In several instances the courts have been called upon to consider state legislation not so extreme in its character, but which deprived corporations of a fair and reasonable compensation. Dow v. Beidelman, 125 U. S. 680, 8 Sup. Ct. 1028; Southern Pac. Co. v. Board of Railroad Com’rs, 78 Fed. 261. In this case Judge Mc-Kenna says:
“For the natural persons the protection of the constitution is intended, and would any one say that justice is done them if their investment be allowed only an infinitesimal fraction of 1 per cent., while all other investments are expected to return at least legal interest, with freedom, besides, of unlimited advantage?”
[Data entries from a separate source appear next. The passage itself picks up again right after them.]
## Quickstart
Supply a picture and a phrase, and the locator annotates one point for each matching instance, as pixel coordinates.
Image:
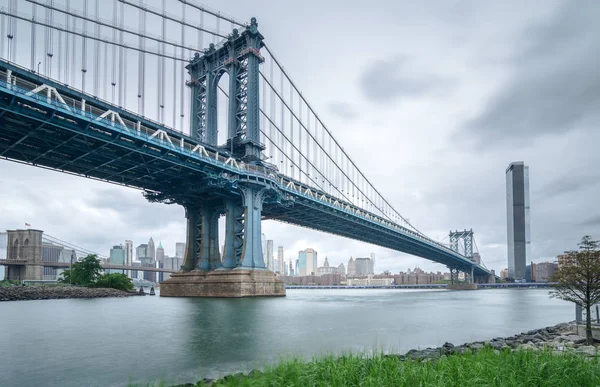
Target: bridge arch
(220, 86)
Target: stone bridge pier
(241, 271)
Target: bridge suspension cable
(296, 138)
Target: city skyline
(401, 87)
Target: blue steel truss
(39, 129)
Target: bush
(114, 281)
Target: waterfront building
(370, 280)
(351, 267)
(373, 262)
(281, 259)
(307, 262)
(141, 251)
(301, 263)
(3, 250)
(363, 266)
(263, 245)
(128, 255)
(117, 257)
(544, 271)
(160, 253)
(326, 269)
(171, 263)
(151, 251)
(517, 214)
(270, 261)
(342, 269)
(562, 259)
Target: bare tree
(578, 279)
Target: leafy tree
(114, 281)
(578, 279)
(84, 272)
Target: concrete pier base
(223, 284)
(462, 287)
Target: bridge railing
(127, 124)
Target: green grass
(485, 368)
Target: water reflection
(108, 342)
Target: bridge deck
(46, 132)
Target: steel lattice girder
(121, 157)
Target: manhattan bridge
(192, 107)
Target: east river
(115, 342)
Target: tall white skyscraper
(151, 249)
(373, 262)
(128, 252)
(179, 249)
(280, 259)
(269, 262)
(517, 215)
(3, 249)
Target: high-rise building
(269, 262)
(280, 257)
(179, 250)
(351, 267)
(151, 251)
(141, 251)
(117, 257)
(128, 255)
(3, 251)
(517, 213)
(263, 245)
(373, 261)
(307, 262)
(301, 263)
(160, 253)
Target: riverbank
(22, 293)
(553, 356)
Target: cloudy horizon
(432, 101)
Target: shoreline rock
(28, 293)
(560, 338)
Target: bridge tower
(241, 272)
(24, 246)
(462, 239)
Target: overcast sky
(431, 99)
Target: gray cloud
(569, 183)
(593, 221)
(343, 110)
(555, 87)
(388, 79)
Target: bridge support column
(210, 259)
(243, 272)
(193, 238)
(252, 254)
(234, 232)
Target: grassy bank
(484, 368)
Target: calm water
(112, 342)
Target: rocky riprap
(20, 293)
(558, 338)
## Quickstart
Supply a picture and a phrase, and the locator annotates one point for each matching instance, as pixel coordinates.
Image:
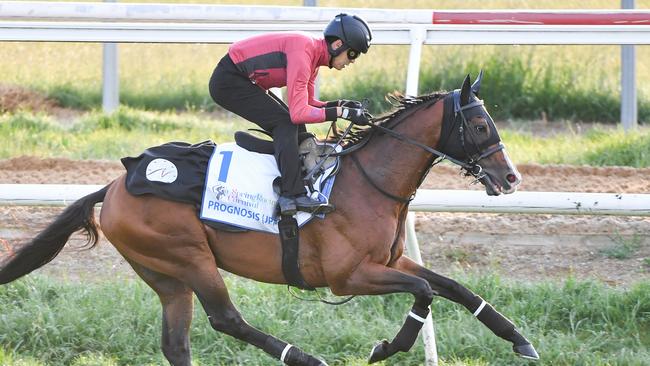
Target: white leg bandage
(285, 351)
(478, 311)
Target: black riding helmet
(352, 30)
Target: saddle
(310, 150)
(316, 157)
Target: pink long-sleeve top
(288, 59)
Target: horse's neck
(397, 166)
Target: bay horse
(356, 250)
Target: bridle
(471, 165)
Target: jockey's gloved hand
(351, 104)
(344, 103)
(358, 116)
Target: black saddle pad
(153, 170)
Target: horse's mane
(401, 103)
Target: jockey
(252, 66)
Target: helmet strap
(335, 52)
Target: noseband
(471, 166)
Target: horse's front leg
(452, 290)
(376, 279)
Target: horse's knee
(228, 322)
(424, 294)
(176, 354)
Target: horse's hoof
(379, 352)
(526, 351)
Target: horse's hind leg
(452, 290)
(177, 305)
(377, 279)
(224, 317)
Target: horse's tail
(47, 245)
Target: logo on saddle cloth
(239, 189)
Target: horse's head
(470, 136)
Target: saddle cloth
(239, 189)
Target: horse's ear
(465, 91)
(477, 83)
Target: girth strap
(288, 227)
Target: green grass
(129, 131)
(530, 82)
(45, 322)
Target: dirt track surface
(520, 247)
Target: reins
(471, 167)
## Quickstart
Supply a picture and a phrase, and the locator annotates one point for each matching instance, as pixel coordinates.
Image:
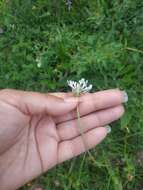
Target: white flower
(39, 62)
(79, 87)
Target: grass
(43, 44)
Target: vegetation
(43, 44)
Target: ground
(43, 44)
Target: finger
(70, 129)
(92, 102)
(71, 148)
(38, 103)
(62, 94)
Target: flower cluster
(79, 87)
(69, 4)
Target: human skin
(39, 131)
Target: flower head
(79, 87)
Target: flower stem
(82, 136)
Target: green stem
(134, 49)
(83, 136)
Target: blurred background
(44, 43)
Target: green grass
(100, 40)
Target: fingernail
(125, 96)
(71, 100)
(108, 128)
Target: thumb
(39, 103)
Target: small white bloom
(79, 87)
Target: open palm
(38, 131)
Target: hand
(38, 131)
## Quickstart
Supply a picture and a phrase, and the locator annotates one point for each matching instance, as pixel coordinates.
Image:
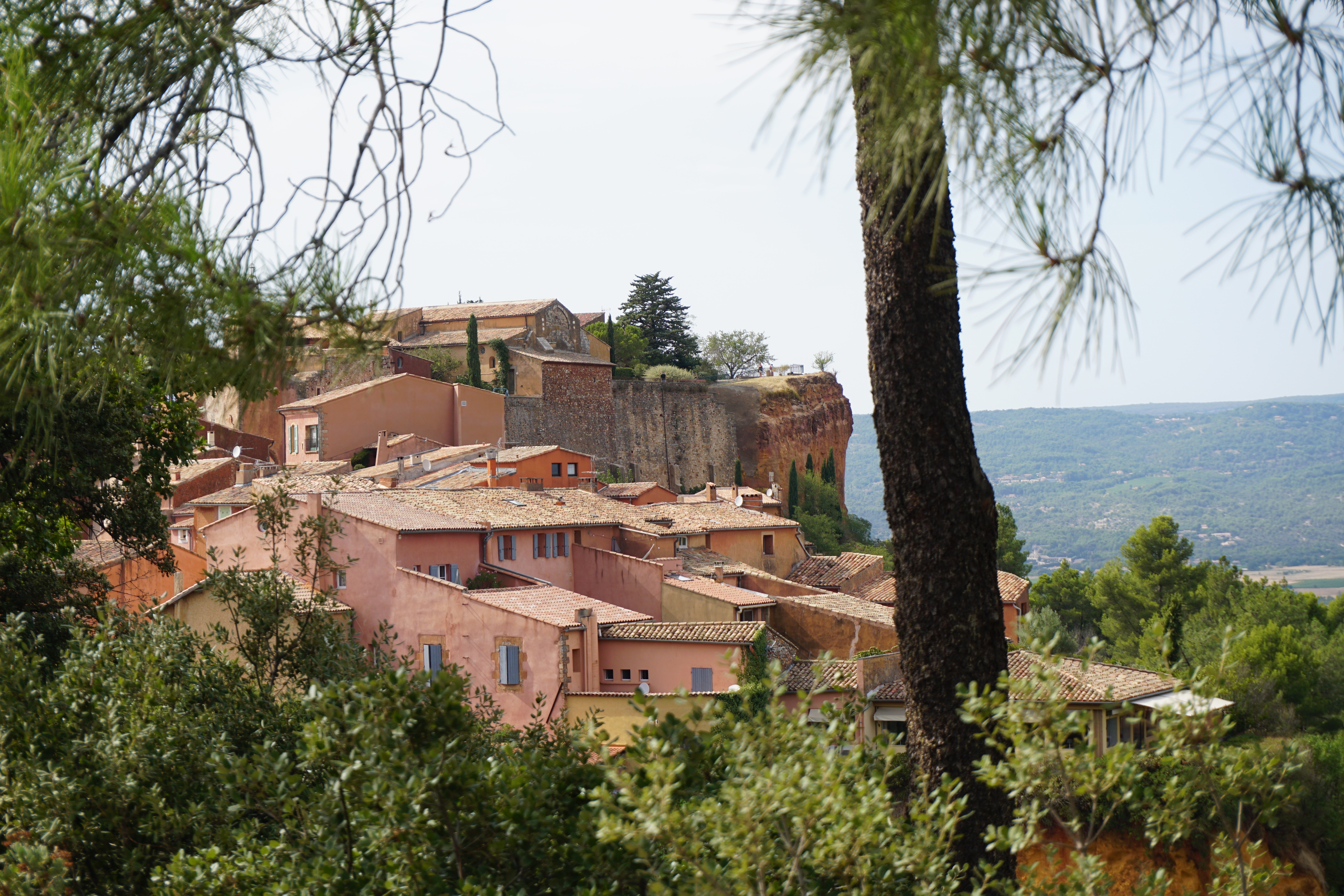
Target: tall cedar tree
(939, 502)
(665, 320)
(474, 355)
(794, 489)
(1009, 547)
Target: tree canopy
(665, 322)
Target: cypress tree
(794, 488)
(474, 356)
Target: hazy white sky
(635, 148)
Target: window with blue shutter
(509, 664)
(433, 656)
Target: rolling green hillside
(1263, 484)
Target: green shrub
(673, 373)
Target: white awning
(1183, 702)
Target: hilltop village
(549, 573)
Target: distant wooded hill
(1261, 483)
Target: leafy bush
(658, 371)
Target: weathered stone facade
(685, 433)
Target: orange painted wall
(541, 468)
(669, 664)
(558, 571)
(139, 585)
(622, 580)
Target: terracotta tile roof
(702, 562)
(351, 390)
(239, 495)
(881, 590)
(403, 518)
(192, 469)
(687, 632)
(627, 489)
(483, 311)
(845, 605)
(718, 590)
(818, 675)
(553, 605)
(701, 518)
(741, 633)
(560, 358)
(1101, 683)
(725, 494)
(100, 554)
(460, 476)
(1013, 588)
(826, 571)
(1126, 683)
(525, 452)
(509, 508)
(321, 468)
(459, 338)
(444, 457)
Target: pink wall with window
(669, 664)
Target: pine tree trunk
(939, 502)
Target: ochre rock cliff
(1128, 859)
(782, 420)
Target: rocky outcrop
(782, 420)
(1130, 860)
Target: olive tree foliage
(717, 803)
(1052, 108)
(286, 625)
(736, 351)
(142, 226)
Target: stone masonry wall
(689, 426)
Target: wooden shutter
(509, 664)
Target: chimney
(381, 452)
(584, 616)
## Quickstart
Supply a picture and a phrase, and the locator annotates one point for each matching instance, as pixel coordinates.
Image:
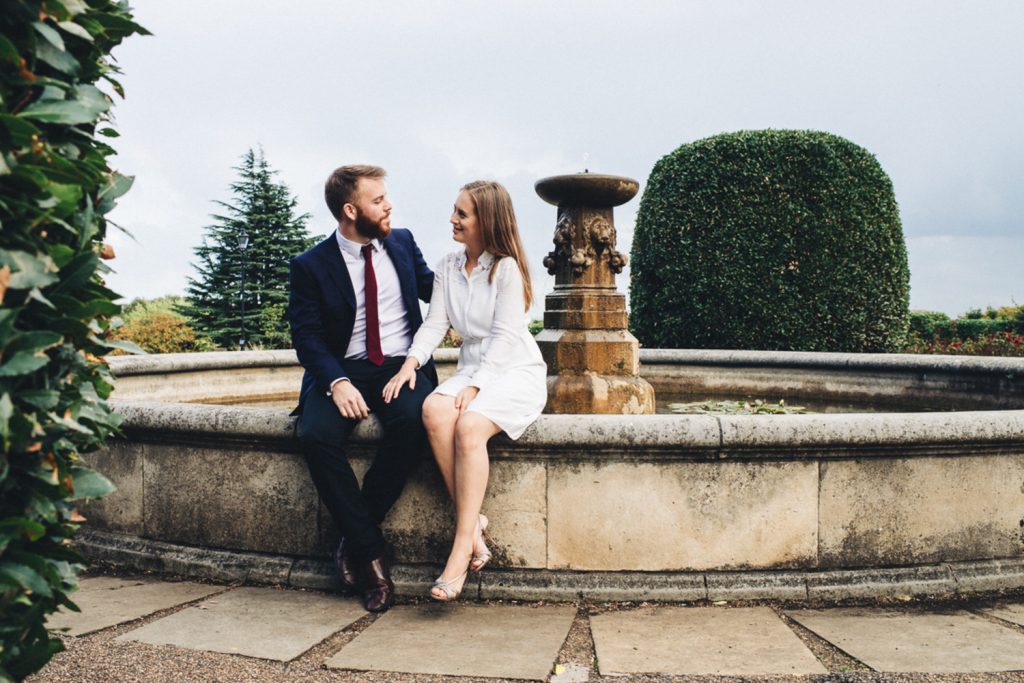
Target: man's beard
(371, 228)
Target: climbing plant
(55, 189)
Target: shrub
(769, 240)
(927, 324)
(1001, 343)
(55, 188)
(975, 328)
(161, 332)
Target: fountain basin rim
(701, 436)
(125, 366)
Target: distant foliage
(156, 327)
(55, 190)
(769, 240)
(264, 210)
(993, 332)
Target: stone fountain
(593, 360)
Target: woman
(482, 291)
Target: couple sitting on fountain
(358, 333)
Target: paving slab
(940, 642)
(495, 641)
(1010, 611)
(683, 641)
(107, 601)
(263, 623)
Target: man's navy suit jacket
(322, 305)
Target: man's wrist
(340, 379)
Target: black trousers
(324, 434)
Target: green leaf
(59, 59)
(117, 184)
(8, 52)
(90, 483)
(6, 411)
(75, 7)
(24, 364)
(50, 34)
(22, 526)
(29, 269)
(92, 97)
(33, 342)
(44, 399)
(76, 30)
(123, 345)
(64, 111)
(27, 578)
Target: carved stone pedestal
(593, 360)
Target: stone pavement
(561, 642)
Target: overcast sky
(441, 93)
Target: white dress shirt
(395, 332)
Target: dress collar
(483, 263)
(354, 249)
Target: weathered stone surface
(892, 582)
(107, 601)
(121, 462)
(422, 523)
(757, 586)
(498, 641)
(237, 498)
(255, 622)
(897, 641)
(920, 510)
(988, 575)
(532, 585)
(1013, 611)
(698, 641)
(658, 517)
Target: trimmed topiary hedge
(770, 240)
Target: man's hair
(340, 186)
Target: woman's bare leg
(439, 417)
(472, 467)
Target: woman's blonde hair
(498, 224)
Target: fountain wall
(624, 507)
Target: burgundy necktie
(374, 352)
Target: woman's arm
(436, 325)
(510, 308)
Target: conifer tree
(263, 212)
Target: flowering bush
(999, 343)
(161, 332)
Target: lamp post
(243, 244)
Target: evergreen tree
(263, 211)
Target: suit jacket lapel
(401, 260)
(335, 266)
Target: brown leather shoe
(378, 590)
(346, 568)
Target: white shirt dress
(498, 355)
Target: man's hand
(349, 400)
(406, 375)
(465, 397)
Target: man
(353, 311)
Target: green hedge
(769, 240)
(928, 324)
(55, 187)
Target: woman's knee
(438, 411)
(472, 431)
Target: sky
(445, 92)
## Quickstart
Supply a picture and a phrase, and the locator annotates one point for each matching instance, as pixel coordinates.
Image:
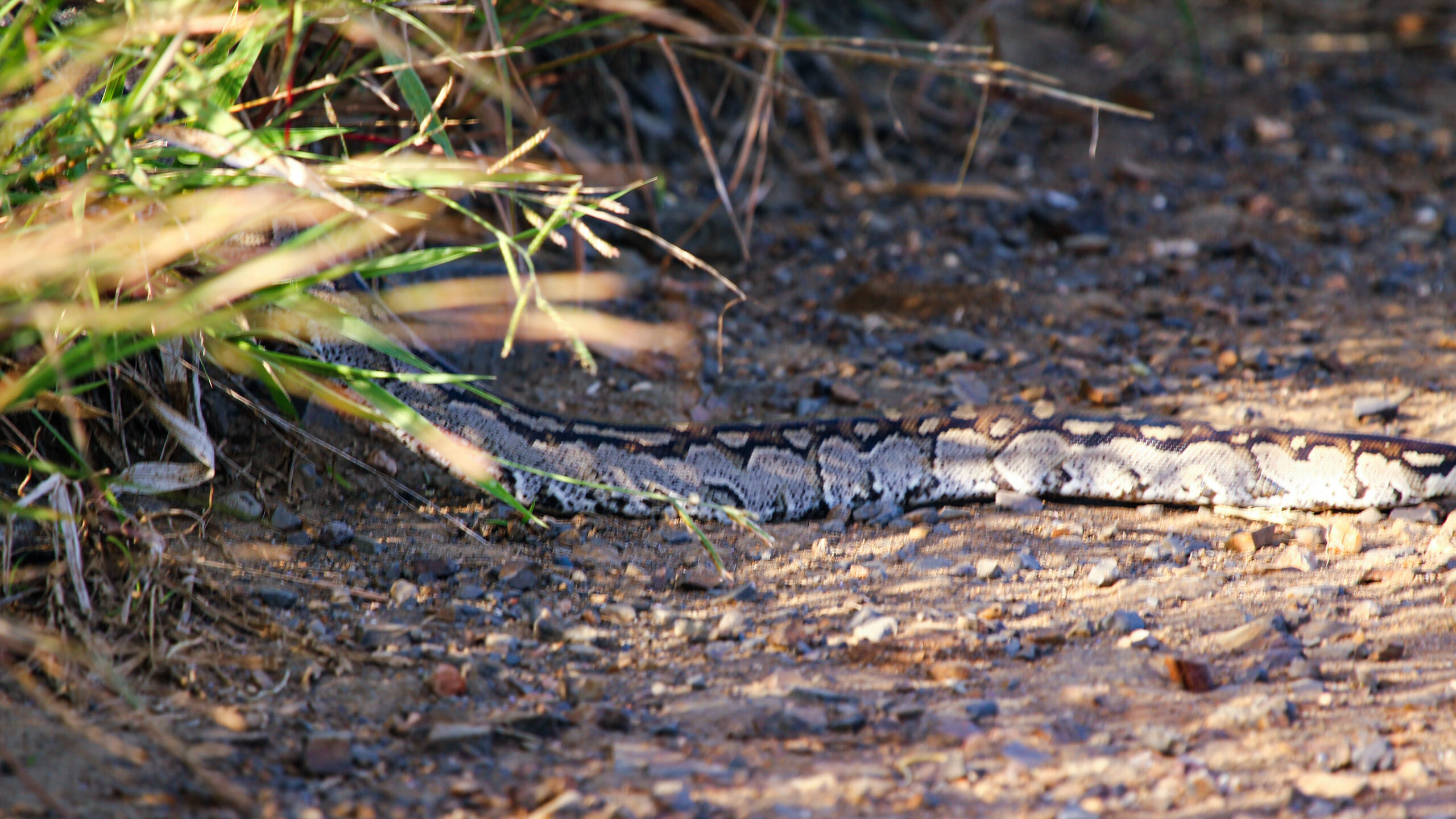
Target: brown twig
(704, 143)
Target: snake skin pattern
(799, 470)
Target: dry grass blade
(651, 14)
(705, 144)
(487, 292)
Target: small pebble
(1104, 573)
(241, 504)
(336, 534)
(1309, 537)
(1018, 502)
(875, 628)
(987, 569)
(1346, 538)
(1122, 621)
(284, 519)
(1296, 557)
(402, 591)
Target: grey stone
(1122, 621)
(520, 574)
(376, 636)
(336, 534)
(693, 630)
(1163, 739)
(1252, 712)
(877, 628)
(673, 795)
(1416, 515)
(1018, 502)
(619, 614)
(746, 594)
(1375, 755)
(1025, 755)
(1384, 407)
(328, 754)
(982, 709)
(1309, 537)
(1314, 592)
(402, 591)
(580, 633)
(284, 519)
(1260, 633)
(277, 598)
(1371, 516)
(957, 341)
(1296, 557)
(730, 627)
(1023, 608)
(987, 569)
(549, 628)
(450, 735)
(1104, 573)
(239, 503)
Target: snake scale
(805, 468)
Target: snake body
(805, 468)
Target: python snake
(805, 468)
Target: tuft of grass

“Tile question of the reasonableness of a rate of charge for transportation by a railroad company, involving as it does the element of reasonableness, both as regards the company and as regards the public, is eminently a question for judicial investigation, requiring due process of law for its determination. If the company is deprived of the power of charging reasonable rates for the use of its property, and such deprivation takes place in the absence of an investigation by judicial machinery, it is deprived of the lawful use of its property, and thus, in substance and effect, of the property" itself, without due process of law, and in violation of the constitution of the United States; and in so far as it is thus deprived, while other persons are permitted to receive reasonable profits upon their invested capital, the company is deprived of the equal protection of the laws.” Ames v. Railway Co., 64 Fed. 165; New Memphis Gas & Light Co. v. City of Memphis, 72 Fed. 952.
So it seems to be clearly established by most recent interpretations of tbe constitution that legislation which prevents a fair and reasonable return—the rights of the public considered—for capital engaged in legitimate business is obnoxious to the constitution; but how shall it be determined what is reasonable compensation? It is not every public enterprise or investment, however unwisely undertaken or extravagantly managed, that can claim a fair return on its property. The public have rights to be considered. If a company should build a railroad across the Great Desert of Sahara, and carry but one passenger or one car of freight a day, it would be absurd to say that its rates should be fixed so as to make a fair return on the investment. Has the income been dissipated by extravagant or bad management? or has the property depreciated by a general decline in values? would seem to be questions entering into the problem. And, after all, what shall be the rule in determining if the compensation is reasonable? Is it to be left to the unguided judgment or whim of the chancellor? Doubtless the rate fixed by law for interest on money furnishes a test of which the investor cannot complain, although in many cases it might be oppressive to the general public. It is apparent that if the court is to form an intelligent judgment on the subject, and not rely on mere conjecture, all the facts should be before it, such as the cost, the present value of the property, receipts and expenditures, the manner of its operation, etc. As this case now stands, it presents this question: Is 2 and a fraction per cent, on the capital stock of this corporation a fair and reasonable return on the investment? On that question I prefer to withhold answer until further eyidence is presented, and the objection of the attorney general to the introduction of evidence must be overruled. A master should be appointed to speedily take evidence, and report the material facts without delay. In the meantime the restraining order will be continued in force. The facts being substantially the same in the Higginson case, same order will be made therein.